• Dustin E. J. D'Entremont

Worldly Rulers vs Rulers of The World



If I asked you to think of a gentle, honest, and submissive politician, could you? My guess would be no. But even if one did occur to you, I'm sure we could agree they are a rare breed. We all desire those in authority over us to hold our best interest in heart. We all desire them to be honest and genuine, even when no one is looking. This desire is a good one, which I believe exists as a testament to our status as image bearers of God. It is as if something deep within us wants to see the world led by someone strong and self-sacrificing. We are blessed at Covenant Bible Fellowship to have a pastor and denomination who cares deeply for our people. But all too often we get leaders, politicians, bosses, parents, spouses, and clergy with selfish ambition seeking only to glorify themselves.


It is easy to look at those in power over us and criticize them for not living up to the kingship of Jesus. But what we often fail to do is use Scripture as a mirror, allowing it to expose our own shortcomings.

As we continue through the Beatitudes we are met with a statement seen as foolishness to the world. It is this statement we will examine today.


"Blessed are the meek, for they shall inherit the earth." Matthew 5:5


What does this word "meek" mean? It is exactly the ideal we discussed above: a person who is gentle and submissive. Initially one may balk; afterall, we are told many things from childhood which contradict this. "Only the strong survive," and "Life is survival of the fittest," are but a couple of proverbs we continually hear. In turn we seek to be the best in our field, family, and nation at all cost. We insist on our own way or the highway. We trust ourselves above all others and always look out for number one. Our call to have dominion over the earth is corrupted and we seek to have dominion over each other.

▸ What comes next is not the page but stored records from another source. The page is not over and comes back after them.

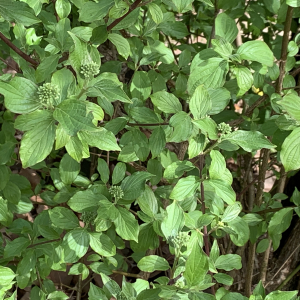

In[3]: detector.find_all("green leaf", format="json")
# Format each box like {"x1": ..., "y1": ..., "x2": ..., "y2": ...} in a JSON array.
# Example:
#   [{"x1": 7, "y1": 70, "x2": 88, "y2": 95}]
[
  {"x1": 78, "y1": 0, "x2": 114, "y2": 23},
  {"x1": 130, "y1": 71, "x2": 152, "y2": 100},
  {"x1": 268, "y1": 207, "x2": 293, "y2": 251},
  {"x1": 223, "y1": 130, "x2": 276, "y2": 152},
  {"x1": 280, "y1": 127, "x2": 300, "y2": 172},
  {"x1": 163, "y1": 161, "x2": 195, "y2": 180},
  {"x1": 121, "y1": 172, "x2": 154, "y2": 200},
  {"x1": 188, "y1": 57, "x2": 228, "y2": 96},
  {"x1": 53, "y1": 99, "x2": 96, "y2": 136},
  {"x1": 0, "y1": 166, "x2": 10, "y2": 191},
  {"x1": 90, "y1": 232, "x2": 116, "y2": 257},
  {"x1": 215, "y1": 13, "x2": 238, "y2": 43},
  {"x1": 148, "y1": 3, "x2": 164, "y2": 24},
  {"x1": 276, "y1": 94, "x2": 300, "y2": 122},
  {"x1": 0, "y1": 0, "x2": 41, "y2": 26},
  {"x1": 68, "y1": 263, "x2": 90, "y2": 280},
  {"x1": 150, "y1": 91, "x2": 182, "y2": 114},
  {"x1": 161, "y1": 201, "x2": 184, "y2": 239},
  {"x1": 114, "y1": 207, "x2": 139, "y2": 242},
  {"x1": 215, "y1": 254, "x2": 242, "y2": 271},
  {"x1": 265, "y1": 290, "x2": 300, "y2": 300},
  {"x1": 130, "y1": 106, "x2": 162, "y2": 124},
  {"x1": 170, "y1": 176, "x2": 200, "y2": 201},
  {"x1": 88, "y1": 75, "x2": 132, "y2": 103},
  {"x1": 256, "y1": 239, "x2": 270, "y2": 253},
  {"x1": 0, "y1": 266, "x2": 16, "y2": 286},
  {"x1": 0, "y1": 237, "x2": 30, "y2": 258},
  {"x1": 112, "y1": 162, "x2": 126, "y2": 184},
  {"x1": 35, "y1": 54, "x2": 60, "y2": 83},
  {"x1": 284, "y1": 0, "x2": 300, "y2": 7},
  {"x1": 208, "y1": 179, "x2": 235, "y2": 205},
  {"x1": 49, "y1": 207, "x2": 79, "y2": 229},
  {"x1": 221, "y1": 202, "x2": 242, "y2": 222},
  {"x1": 55, "y1": 0, "x2": 71, "y2": 19},
  {"x1": 20, "y1": 118, "x2": 55, "y2": 168},
  {"x1": 137, "y1": 255, "x2": 170, "y2": 272},
  {"x1": 0, "y1": 77, "x2": 42, "y2": 114},
  {"x1": 214, "y1": 273, "x2": 233, "y2": 285},
  {"x1": 108, "y1": 33, "x2": 130, "y2": 59},
  {"x1": 233, "y1": 66, "x2": 253, "y2": 95},
  {"x1": 68, "y1": 190, "x2": 101, "y2": 212},
  {"x1": 59, "y1": 153, "x2": 80, "y2": 185},
  {"x1": 78, "y1": 127, "x2": 121, "y2": 151},
  {"x1": 149, "y1": 126, "x2": 166, "y2": 158},
  {"x1": 193, "y1": 117, "x2": 218, "y2": 140},
  {"x1": 61, "y1": 228, "x2": 90, "y2": 263},
  {"x1": 237, "y1": 40, "x2": 274, "y2": 67},
  {"x1": 183, "y1": 241, "x2": 208, "y2": 287},
  {"x1": 137, "y1": 185, "x2": 158, "y2": 217},
  {"x1": 97, "y1": 158, "x2": 109, "y2": 183},
  {"x1": 188, "y1": 134, "x2": 207, "y2": 159},
  {"x1": 190, "y1": 85, "x2": 212, "y2": 119}
]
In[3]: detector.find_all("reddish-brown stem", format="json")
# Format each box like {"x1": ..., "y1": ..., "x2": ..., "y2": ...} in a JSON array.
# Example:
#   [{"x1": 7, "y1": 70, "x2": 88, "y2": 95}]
[
  {"x1": 0, "y1": 32, "x2": 39, "y2": 67},
  {"x1": 107, "y1": 0, "x2": 142, "y2": 31}
]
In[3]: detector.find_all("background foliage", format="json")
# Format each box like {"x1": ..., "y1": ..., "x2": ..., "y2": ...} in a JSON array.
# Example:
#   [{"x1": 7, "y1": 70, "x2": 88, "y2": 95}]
[{"x1": 0, "y1": 0, "x2": 300, "y2": 300}]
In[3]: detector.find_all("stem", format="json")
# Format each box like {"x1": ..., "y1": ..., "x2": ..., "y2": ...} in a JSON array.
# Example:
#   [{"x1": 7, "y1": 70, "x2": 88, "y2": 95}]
[
  {"x1": 276, "y1": 264, "x2": 300, "y2": 290},
  {"x1": 208, "y1": 0, "x2": 220, "y2": 48},
  {"x1": 76, "y1": 274, "x2": 82, "y2": 300},
  {"x1": 275, "y1": 6, "x2": 294, "y2": 94},
  {"x1": 126, "y1": 123, "x2": 169, "y2": 127},
  {"x1": 107, "y1": 0, "x2": 142, "y2": 31},
  {"x1": 199, "y1": 154, "x2": 215, "y2": 295},
  {"x1": 165, "y1": 35, "x2": 178, "y2": 65},
  {"x1": 0, "y1": 32, "x2": 39, "y2": 68},
  {"x1": 245, "y1": 242, "x2": 256, "y2": 297}
]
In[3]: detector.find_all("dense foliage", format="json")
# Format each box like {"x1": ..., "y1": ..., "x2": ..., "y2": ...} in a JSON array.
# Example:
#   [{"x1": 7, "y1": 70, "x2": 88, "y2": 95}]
[{"x1": 0, "y1": 0, "x2": 300, "y2": 300}]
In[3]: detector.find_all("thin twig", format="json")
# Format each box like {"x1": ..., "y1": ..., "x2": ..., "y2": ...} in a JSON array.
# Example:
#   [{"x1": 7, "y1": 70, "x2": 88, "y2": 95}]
[
  {"x1": 107, "y1": 0, "x2": 142, "y2": 31},
  {"x1": 0, "y1": 32, "x2": 39, "y2": 67}
]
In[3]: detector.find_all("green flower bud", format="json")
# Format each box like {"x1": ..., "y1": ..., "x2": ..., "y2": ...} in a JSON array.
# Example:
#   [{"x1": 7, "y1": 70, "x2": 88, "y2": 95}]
[
  {"x1": 80, "y1": 62, "x2": 99, "y2": 80},
  {"x1": 81, "y1": 211, "x2": 97, "y2": 226},
  {"x1": 218, "y1": 122, "x2": 231, "y2": 136},
  {"x1": 37, "y1": 83, "x2": 60, "y2": 105},
  {"x1": 108, "y1": 185, "x2": 124, "y2": 201}
]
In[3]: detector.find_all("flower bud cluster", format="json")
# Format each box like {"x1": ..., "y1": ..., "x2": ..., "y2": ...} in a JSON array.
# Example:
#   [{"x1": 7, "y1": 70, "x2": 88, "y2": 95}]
[
  {"x1": 81, "y1": 211, "x2": 97, "y2": 226},
  {"x1": 218, "y1": 122, "x2": 231, "y2": 135},
  {"x1": 108, "y1": 185, "x2": 124, "y2": 201},
  {"x1": 37, "y1": 83, "x2": 60, "y2": 105},
  {"x1": 80, "y1": 62, "x2": 99, "y2": 80}
]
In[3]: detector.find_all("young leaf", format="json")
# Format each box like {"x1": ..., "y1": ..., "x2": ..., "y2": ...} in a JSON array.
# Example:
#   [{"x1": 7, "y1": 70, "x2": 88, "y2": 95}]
[
  {"x1": 215, "y1": 254, "x2": 242, "y2": 271},
  {"x1": 90, "y1": 232, "x2": 116, "y2": 257},
  {"x1": 215, "y1": 13, "x2": 238, "y2": 43},
  {"x1": 0, "y1": 77, "x2": 42, "y2": 114},
  {"x1": 20, "y1": 119, "x2": 55, "y2": 168},
  {"x1": 61, "y1": 228, "x2": 90, "y2": 263},
  {"x1": 137, "y1": 255, "x2": 170, "y2": 272},
  {"x1": 161, "y1": 201, "x2": 184, "y2": 239},
  {"x1": 280, "y1": 127, "x2": 300, "y2": 172},
  {"x1": 223, "y1": 130, "x2": 276, "y2": 152},
  {"x1": 114, "y1": 207, "x2": 139, "y2": 242},
  {"x1": 150, "y1": 91, "x2": 182, "y2": 114},
  {"x1": 112, "y1": 162, "x2": 126, "y2": 184},
  {"x1": 59, "y1": 153, "x2": 80, "y2": 185},
  {"x1": 121, "y1": 172, "x2": 153, "y2": 200},
  {"x1": 183, "y1": 241, "x2": 208, "y2": 287},
  {"x1": 190, "y1": 85, "x2": 212, "y2": 120},
  {"x1": 237, "y1": 40, "x2": 274, "y2": 67},
  {"x1": 108, "y1": 33, "x2": 130, "y2": 59},
  {"x1": 49, "y1": 207, "x2": 79, "y2": 229},
  {"x1": 170, "y1": 176, "x2": 199, "y2": 201},
  {"x1": 97, "y1": 158, "x2": 109, "y2": 183}
]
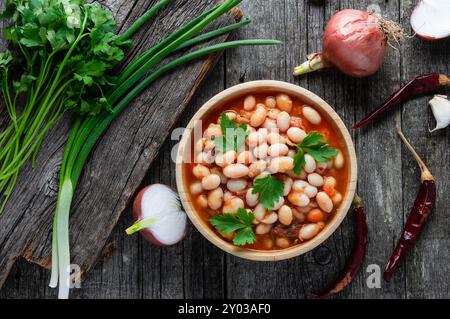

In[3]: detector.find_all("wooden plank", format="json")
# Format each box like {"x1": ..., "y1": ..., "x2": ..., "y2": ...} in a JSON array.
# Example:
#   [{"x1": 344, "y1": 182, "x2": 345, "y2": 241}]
[
  {"x1": 0, "y1": 0, "x2": 237, "y2": 285},
  {"x1": 178, "y1": 60, "x2": 227, "y2": 298},
  {"x1": 336, "y1": 1, "x2": 405, "y2": 298},
  {"x1": 0, "y1": 0, "x2": 450, "y2": 298},
  {"x1": 395, "y1": 0, "x2": 450, "y2": 298}
]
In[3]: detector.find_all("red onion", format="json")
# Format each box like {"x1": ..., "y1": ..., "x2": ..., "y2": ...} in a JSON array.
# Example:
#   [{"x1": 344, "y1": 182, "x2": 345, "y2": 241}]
[{"x1": 294, "y1": 9, "x2": 403, "y2": 78}]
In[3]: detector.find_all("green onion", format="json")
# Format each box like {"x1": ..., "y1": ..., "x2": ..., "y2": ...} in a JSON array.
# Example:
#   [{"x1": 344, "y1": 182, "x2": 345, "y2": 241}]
[{"x1": 50, "y1": 0, "x2": 280, "y2": 298}]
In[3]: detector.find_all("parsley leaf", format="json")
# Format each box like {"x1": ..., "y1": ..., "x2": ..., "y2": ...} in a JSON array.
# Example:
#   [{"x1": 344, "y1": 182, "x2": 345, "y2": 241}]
[
  {"x1": 214, "y1": 113, "x2": 248, "y2": 153},
  {"x1": 252, "y1": 175, "x2": 284, "y2": 209},
  {"x1": 209, "y1": 208, "x2": 256, "y2": 246},
  {"x1": 294, "y1": 132, "x2": 338, "y2": 175}
]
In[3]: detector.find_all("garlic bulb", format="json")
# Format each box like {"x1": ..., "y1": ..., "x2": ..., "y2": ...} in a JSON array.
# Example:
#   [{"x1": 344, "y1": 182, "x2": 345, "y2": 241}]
[{"x1": 428, "y1": 95, "x2": 450, "y2": 132}]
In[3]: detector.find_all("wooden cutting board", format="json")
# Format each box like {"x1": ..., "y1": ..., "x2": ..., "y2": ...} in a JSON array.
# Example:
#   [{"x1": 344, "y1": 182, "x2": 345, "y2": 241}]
[{"x1": 0, "y1": 0, "x2": 239, "y2": 287}]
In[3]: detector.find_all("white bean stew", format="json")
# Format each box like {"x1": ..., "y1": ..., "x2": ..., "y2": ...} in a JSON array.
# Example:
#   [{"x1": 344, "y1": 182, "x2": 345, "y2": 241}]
[{"x1": 184, "y1": 92, "x2": 348, "y2": 250}]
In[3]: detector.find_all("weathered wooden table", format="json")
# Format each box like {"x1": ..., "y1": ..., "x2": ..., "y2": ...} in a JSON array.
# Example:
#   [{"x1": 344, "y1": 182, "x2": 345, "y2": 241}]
[{"x1": 0, "y1": 0, "x2": 450, "y2": 298}]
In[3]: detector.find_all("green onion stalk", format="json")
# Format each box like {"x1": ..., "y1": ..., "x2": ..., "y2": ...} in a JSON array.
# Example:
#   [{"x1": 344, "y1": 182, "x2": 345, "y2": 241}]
[
  {"x1": 0, "y1": 0, "x2": 171, "y2": 212},
  {"x1": 50, "y1": 0, "x2": 280, "y2": 298}
]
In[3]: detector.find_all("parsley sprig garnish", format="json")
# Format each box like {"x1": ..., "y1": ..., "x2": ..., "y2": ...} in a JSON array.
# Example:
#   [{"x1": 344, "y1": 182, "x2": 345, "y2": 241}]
[
  {"x1": 252, "y1": 175, "x2": 284, "y2": 209},
  {"x1": 209, "y1": 208, "x2": 256, "y2": 246},
  {"x1": 214, "y1": 113, "x2": 248, "y2": 153},
  {"x1": 294, "y1": 132, "x2": 338, "y2": 175}
]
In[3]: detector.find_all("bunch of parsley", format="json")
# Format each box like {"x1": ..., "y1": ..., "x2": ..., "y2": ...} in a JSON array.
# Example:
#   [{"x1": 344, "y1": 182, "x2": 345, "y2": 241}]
[{"x1": 0, "y1": 0, "x2": 130, "y2": 209}]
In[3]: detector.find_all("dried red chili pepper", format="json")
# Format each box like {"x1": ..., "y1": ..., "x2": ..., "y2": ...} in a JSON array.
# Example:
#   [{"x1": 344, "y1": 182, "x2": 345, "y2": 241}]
[
  {"x1": 352, "y1": 73, "x2": 450, "y2": 129},
  {"x1": 311, "y1": 194, "x2": 368, "y2": 298},
  {"x1": 384, "y1": 129, "x2": 436, "y2": 281}
]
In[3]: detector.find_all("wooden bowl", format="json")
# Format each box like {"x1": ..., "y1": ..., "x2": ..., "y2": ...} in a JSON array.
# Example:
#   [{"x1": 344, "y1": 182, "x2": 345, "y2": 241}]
[{"x1": 176, "y1": 81, "x2": 357, "y2": 261}]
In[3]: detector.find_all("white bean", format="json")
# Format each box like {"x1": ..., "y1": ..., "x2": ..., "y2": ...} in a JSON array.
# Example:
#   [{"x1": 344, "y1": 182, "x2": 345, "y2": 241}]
[
  {"x1": 238, "y1": 151, "x2": 253, "y2": 165},
  {"x1": 215, "y1": 151, "x2": 237, "y2": 167},
  {"x1": 278, "y1": 205, "x2": 293, "y2": 226},
  {"x1": 223, "y1": 191, "x2": 234, "y2": 200},
  {"x1": 223, "y1": 164, "x2": 249, "y2": 178},
  {"x1": 253, "y1": 204, "x2": 267, "y2": 221},
  {"x1": 192, "y1": 164, "x2": 211, "y2": 179},
  {"x1": 196, "y1": 152, "x2": 214, "y2": 165},
  {"x1": 267, "y1": 132, "x2": 283, "y2": 145},
  {"x1": 194, "y1": 138, "x2": 206, "y2": 153},
  {"x1": 287, "y1": 127, "x2": 307, "y2": 144},
  {"x1": 227, "y1": 178, "x2": 247, "y2": 193},
  {"x1": 197, "y1": 195, "x2": 208, "y2": 208},
  {"x1": 267, "y1": 109, "x2": 280, "y2": 120},
  {"x1": 244, "y1": 95, "x2": 256, "y2": 111},
  {"x1": 262, "y1": 118, "x2": 278, "y2": 131},
  {"x1": 247, "y1": 132, "x2": 259, "y2": 147},
  {"x1": 211, "y1": 167, "x2": 228, "y2": 184},
  {"x1": 189, "y1": 181, "x2": 203, "y2": 195},
  {"x1": 248, "y1": 160, "x2": 267, "y2": 178},
  {"x1": 316, "y1": 192, "x2": 333, "y2": 213},
  {"x1": 303, "y1": 106, "x2": 322, "y2": 125},
  {"x1": 276, "y1": 94, "x2": 292, "y2": 113},
  {"x1": 255, "y1": 224, "x2": 272, "y2": 235},
  {"x1": 283, "y1": 177, "x2": 294, "y2": 196},
  {"x1": 334, "y1": 151, "x2": 344, "y2": 169},
  {"x1": 263, "y1": 238, "x2": 273, "y2": 249},
  {"x1": 303, "y1": 154, "x2": 317, "y2": 174},
  {"x1": 275, "y1": 237, "x2": 291, "y2": 248},
  {"x1": 303, "y1": 185, "x2": 318, "y2": 198},
  {"x1": 266, "y1": 96, "x2": 277, "y2": 109},
  {"x1": 288, "y1": 192, "x2": 310, "y2": 207},
  {"x1": 222, "y1": 197, "x2": 245, "y2": 214},
  {"x1": 332, "y1": 192, "x2": 342, "y2": 205},
  {"x1": 327, "y1": 159, "x2": 334, "y2": 169},
  {"x1": 261, "y1": 212, "x2": 278, "y2": 225},
  {"x1": 245, "y1": 188, "x2": 259, "y2": 207},
  {"x1": 323, "y1": 176, "x2": 337, "y2": 190},
  {"x1": 316, "y1": 162, "x2": 328, "y2": 175},
  {"x1": 292, "y1": 179, "x2": 309, "y2": 193},
  {"x1": 202, "y1": 174, "x2": 220, "y2": 191},
  {"x1": 253, "y1": 171, "x2": 270, "y2": 181},
  {"x1": 298, "y1": 224, "x2": 320, "y2": 240},
  {"x1": 205, "y1": 140, "x2": 216, "y2": 151},
  {"x1": 208, "y1": 187, "x2": 223, "y2": 210},
  {"x1": 307, "y1": 173, "x2": 323, "y2": 187},
  {"x1": 250, "y1": 104, "x2": 267, "y2": 127},
  {"x1": 253, "y1": 143, "x2": 269, "y2": 159},
  {"x1": 269, "y1": 156, "x2": 294, "y2": 173},
  {"x1": 277, "y1": 112, "x2": 291, "y2": 132},
  {"x1": 292, "y1": 208, "x2": 306, "y2": 223},
  {"x1": 267, "y1": 143, "x2": 289, "y2": 157},
  {"x1": 272, "y1": 197, "x2": 284, "y2": 210}
]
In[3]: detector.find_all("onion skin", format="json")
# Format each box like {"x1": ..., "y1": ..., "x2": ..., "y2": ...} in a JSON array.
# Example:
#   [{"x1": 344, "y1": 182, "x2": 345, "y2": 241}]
[
  {"x1": 323, "y1": 9, "x2": 387, "y2": 78},
  {"x1": 133, "y1": 184, "x2": 186, "y2": 247}
]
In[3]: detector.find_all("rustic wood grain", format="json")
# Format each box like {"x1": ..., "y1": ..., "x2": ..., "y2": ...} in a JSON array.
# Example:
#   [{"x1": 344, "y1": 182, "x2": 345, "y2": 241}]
[
  {"x1": 0, "y1": 0, "x2": 237, "y2": 295},
  {"x1": 395, "y1": 0, "x2": 450, "y2": 298},
  {"x1": 0, "y1": 0, "x2": 450, "y2": 298}
]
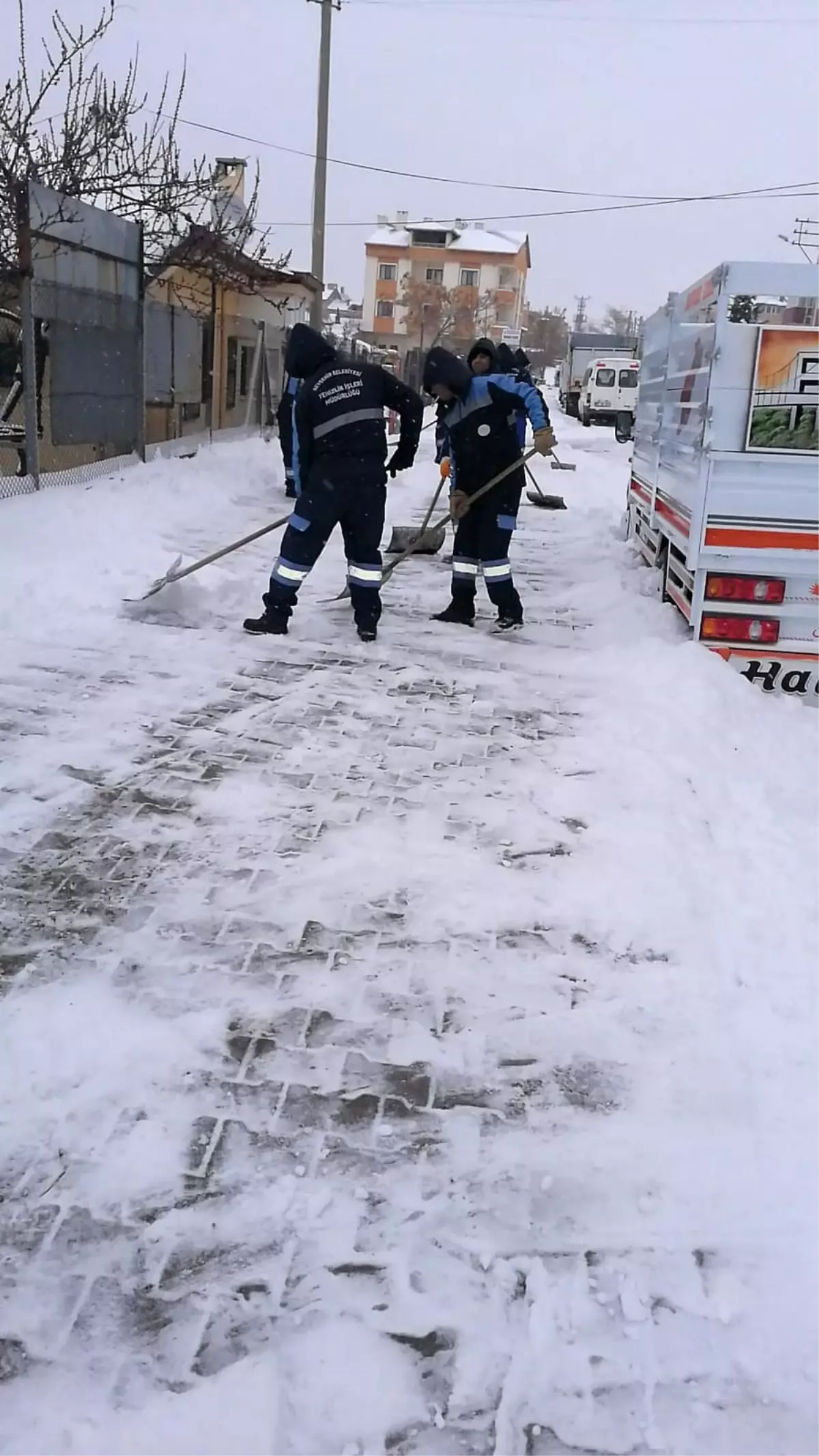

But what does this have to do with happiness? Everything. Jesus is telling us that none who seek status, power, and influence by asserting themselves at the cost of those around them will ever achieve what all our hearts long for. And as we have discussed in every post in this series, our hearts long for worshipful communion with God. No amount of empire building (whether work, family, or ministry) can satisfy that need. The proud build up treasures on this earth that will decay, fade, break, and die... never truly obtaining anything. They make idols out of temporary things, chiefly themselves.


Jesus is shining a light on this folly. Not only do those hungry for power in this world die and truly achieve nothing, but the meek -- those humble and submissive servants who follow their Lord and trust in His leadership -- they will be the rulers of this earth in the age to come. Not because they made the perfect plan, executed it flawlessly, and took it for themselves. But because it will be given to them. For the child of God, this world is a shadow of what is to come and what was meant to be.

But practically, what does this mean? It means we submit to the Lordship of Christ and gently love our wives, not insisting on our own way, placing their needs above our own. It means wives submit to your husbands in all things as the head of your family. And with our children? We keep our hands holy and with a servant's heart we show them the love of their Creator.

It is easy to look at those in power over us and criticize them for not living up to the kingship of Jesus. But what we often fail to do is use Scripture as a mirror, allowing it to expose our own shortcomings. One day, beloved Christian, you will inherit this world in perfection. But until then, we have been called to build the Kingdom of God here and now. This begins with meek leadership in our homes. The result, I think, is a little taste of Heaven on Earth.